The reason Kosovo's international overlords are so deferential to a suspected war criminal is not hard to understand, according to Avni Zogiani, director of Cohu, an anti-corruption watchdog in Pristina.

"He made their work easier. Whatever the international community asked of him, he would deliver," Zogiani said. "He never acted as a representative of the people of Kosovo. He acted as the representative of the international community."

In the courtroom, Haradinaj is represented by Ben Emmerson, a highflying London human-rights lawyer who works for the same law firm as Cherie Blair, wife of British Prime Minister Tony Blair. In Kosovo, posters backing Haradinaj have sprouted everywhere. "With Ramush," they say.

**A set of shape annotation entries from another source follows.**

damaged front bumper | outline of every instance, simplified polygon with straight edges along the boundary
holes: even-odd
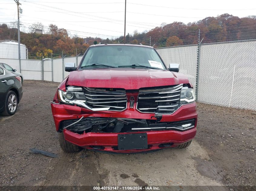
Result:
[[[63,132],[67,141],[88,149],[129,153],[175,147],[193,139],[196,132],[195,103],[183,105],[161,119],[134,108],[92,112],[75,106],[51,105],[56,130]],[[147,148],[118,149],[118,135],[141,132],[147,135]]]

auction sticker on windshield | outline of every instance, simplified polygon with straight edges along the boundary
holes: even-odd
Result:
[[[155,68],[161,68],[161,69],[164,69],[163,66],[162,64],[156,61],[153,61],[153,60],[149,60],[148,62],[150,65],[152,67],[155,67]]]

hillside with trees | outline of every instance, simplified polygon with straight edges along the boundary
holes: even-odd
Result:
[[[43,30],[41,23],[34,24],[28,33],[21,32],[21,43],[28,50],[29,57],[34,58],[74,56],[83,53],[91,45],[101,43],[123,43],[124,36],[116,39],[101,39],[95,37],[81,37],[71,35],[67,30],[51,24],[44,34],[35,33],[35,29]],[[186,24],[178,22],[162,23],[149,31],[142,33],[135,30],[128,33],[126,43],[141,43],[160,47],[196,44],[199,30],[202,43],[207,43],[256,39],[256,16],[240,18],[228,14],[216,17],[209,17]],[[0,40],[18,40],[17,28],[0,24]]]

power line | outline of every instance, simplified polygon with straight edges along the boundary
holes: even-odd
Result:
[[[123,2],[102,2],[102,3],[78,3],[78,2],[41,2],[41,1],[24,1],[24,2],[29,2],[33,3],[62,3],[65,4],[115,4],[118,3],[122,3]]]
[[[144,6],[149,6],[150,7],[161,7],[162,8],[167,8],[172,9],[186,9],[189,10],[204,10],[206,11],[243,11],[245,10],[255,10],[256,9],[198,9],[198,8],[184,8],[180,7],[166,7],[163,6],[158,6],[157,5],[145,5],[144,4],[139,4],[138,3],[127,3],[129,4],[132,4],[134,5],[143,5]]]

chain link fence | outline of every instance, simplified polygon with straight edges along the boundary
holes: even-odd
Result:
[[[167,66],[171,63],[180,64],[180,72],[197,90],[198,102],[256,110],[256,40],[157,50]]]
[[[180,64],[180,72],[195,88],[199,102],[256,110],[256,40],[173,46],[157,51],[167,66]],[[21,73],[25,80],[60,82],[68,75],[65,71],[65,63],[75,62],[77,66],[82,57],[21,60]],[[20,71],[18,59],[0,58],[0,62]]]

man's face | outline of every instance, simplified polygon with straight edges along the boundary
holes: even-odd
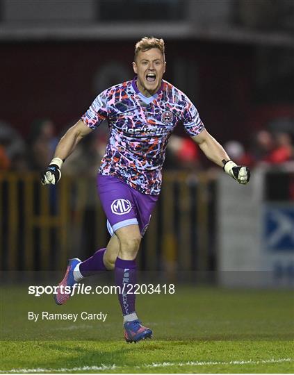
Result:
[[[138,88],[145,97],[150,97],[158,91],[165,72],[165,61],[158,48],[140,51],[133,62],[133,69],[138,74]]]

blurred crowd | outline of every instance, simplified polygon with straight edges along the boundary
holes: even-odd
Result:
[[[51,160],[55,148],[67,128],[60,133],[49,119],[35,120],[26,139],[15,128],[0,121],[0,170],[41,171]],[[229,140],[223,146],[237,164],[254,167],[260,165],[280,165],[294,161],[294,119],[277,119],[266,128],[249,135],[247,146]],[[63,173],[73,176],[95,176],[103,156],[108,130],[103,124],[85,137],[67,158]],[[188,137],[170,137],[165,162],[166,169],[204,169],[203,156],[196,144]]]

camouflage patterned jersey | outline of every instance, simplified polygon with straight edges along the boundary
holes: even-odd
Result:
[[[147,98],[136,78],[99,94],[81,119],[91,129],[104,119],[109,124],[99,173],[148,194],[160,192],[165,149],[175,126],[183,124],[190,136],[204,128],[196,108],[179,90],[163,80],[156,94]]]

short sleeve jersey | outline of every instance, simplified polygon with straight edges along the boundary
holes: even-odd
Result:
[[[168,82],[153,97],[138,90],[136,78],[113,86],[94,100],[82,121],[95,129],[108,121],[110,138],[99,170],[139,192],[158,194],[168,139],[179,124],[190,136],[204,126],[189,99]]]

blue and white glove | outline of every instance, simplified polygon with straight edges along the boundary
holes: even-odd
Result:
[[[222,160],[224,171],[239,183],[246,185],[250,179],[250,171],[247,167],[237,165],[231,160]]]
[[[54,158],[46,169],[41,172],[41,183],[43,185],[56,185],[60,179],[63,164],[63,161],[60,158]]]

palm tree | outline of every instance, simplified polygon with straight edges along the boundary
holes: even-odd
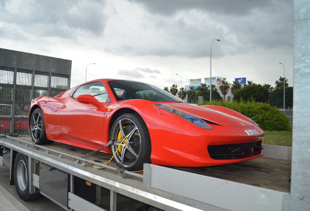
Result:
[[[231,91],[232,94],[234,94],[237,92],[237,91],[240,90],[241,88],[241,84],[239,82],[234,81],[232,82],[232,86],[231,88]]]
[[[289,83],[288,83],[288,80],[285,79],[285,88],[289,87]],[[275,89],[283,89],[283,84],[284,84],[284,78],[282,78],[280,76],[280,79],[279,81],[275,81]]]
[[[217,91],[217,89],[216,88],[216,86],[214,84],[212,84],[211,86],[212,87],[212,91]]]
[[[272,87],[271,84],[264,84],[264,85],[263,85],[263,87],[269,92],[271,92],[273,88],[273,87]]]
[[[177,95],[179,96],[180,99],[182,97],[183,99],[181,99],[181,100],[183,100],[183,99],[185,98],[185,97],[186,96],[186,89],[184,89],[184,87],[182,87],[180,88],[179,89],[179,92],[177,93]],[[181,95],[181,93],[182,93],[182,95]],[[181,97],[181,96],[182,97]]]
[[[164,90],[168,93],[170,93],[169,92],[169,90],[168,89],[167,87],[165,87],[165,88],[164,88]]]
[[[190,86],[190,90],[187,91],[187,96],[191,100],[196,96],[196,90],[194,86]]]
[[[223,81],[222,83],[222,84],[220,86],[220,91],[222,92],[223,95],[224,95],[224,99],[225,99],[225,95],[227,94],[228,93],[228,90],[229,90],[229,84],[228,82],[226,81]]]
[[[170,93],[174,95],[175,95],[177,93],[177,85],[173,84],[170,87]]]
[[[246,85],[256,85],[256,84],[253,82],[252,81],[248,81],[248,84]]]

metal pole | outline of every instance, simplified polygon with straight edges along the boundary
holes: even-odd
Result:
[[[86,66],[86,70],[85,71],[85,82],[86,82],[87,81],[87,67],[90,64],[96,64],[96,63],[90,63],[87,64]]]
[[[284,64],[280,63],[282,65],[283,65],[283,69],[284,70],[284,81],[283,82],[283,111],[285,111],[285,68],[284,68]]]
[[[212,42],[211,42],[211,46],[210,47],[210,102],[212,101],[212,65],[211,65],[211,58],[212,57],[212,44],[215,41],[220,41],[220,40],[215,39]]]
[[[178,74],[177,73],[176,73],[176,75],[178,75],[181,77],[181,100],[183,100],[183,98],[182,98],[182,92],[183,92],[182,91],[182,76],[181,76],[181,75]]]

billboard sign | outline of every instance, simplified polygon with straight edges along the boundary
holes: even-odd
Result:
[[[223,81],[226,81],[226,78],[212,77],[212,84],[222,84]],[[210,84],[210,78],[205,78],[205,84]]]
[[[246,78],[236,78],[234,79],[234,81],[238,82],[240,85],[244,85],[247,84]]]
[[[201,79],[190,79],[190,85],[197,85],[201,84]]]

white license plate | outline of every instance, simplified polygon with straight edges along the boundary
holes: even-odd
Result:
[[[256,135],[256,134],[259,134],[259,133],[256,130],[245,130],[244,131],[246,132],[249,135]]]

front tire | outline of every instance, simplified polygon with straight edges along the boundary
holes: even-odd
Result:
[[[137,114],[120,116],[112,126],[110,146],[114,159],[128,170],[143,169],[144,163],[151,163],[151,138],[147,127]]]
[[[29,126],[31,139],[36,144],[44,145],[54,143],[46,138],[44,119],[40,108],[36,108],[32,113]]]
[[[14,181],[17,193],[22,200],[35,199],[40,196],[40,193],[30,193],[28,157],[19,153],[14,162]]]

All of this is financed by the Committee for the Defense of Ramush Haradinaj, which claims a war chest of about $10 million.

Some Western intelligence sources believe the money comes from organized crime activities that are rampant in Kosovo, and from public funds that have been illegally diverted. Two of the fund's top managers were arrested by international police last month on charges of money laundering.

Geekie, the UNMIK spokesman, said there was no evidence of Haradinaj's alleged links to organized crime.

The trial in The Hague is a cumbersome business that is expected to last about a year. An unusually large number of witnesses—about a third of the 99 the prosecution plans to present—will testify in closed session for security reasons. Their identities will be kept secret from the public, but the accused will know who they are.

During a recent session, presiding Judge Alphons Orie gently reminded a nervous witness that it was better to tell the court when he was afraid to answer a question rather than feign a memory lapse. The session then moved behind closed doors.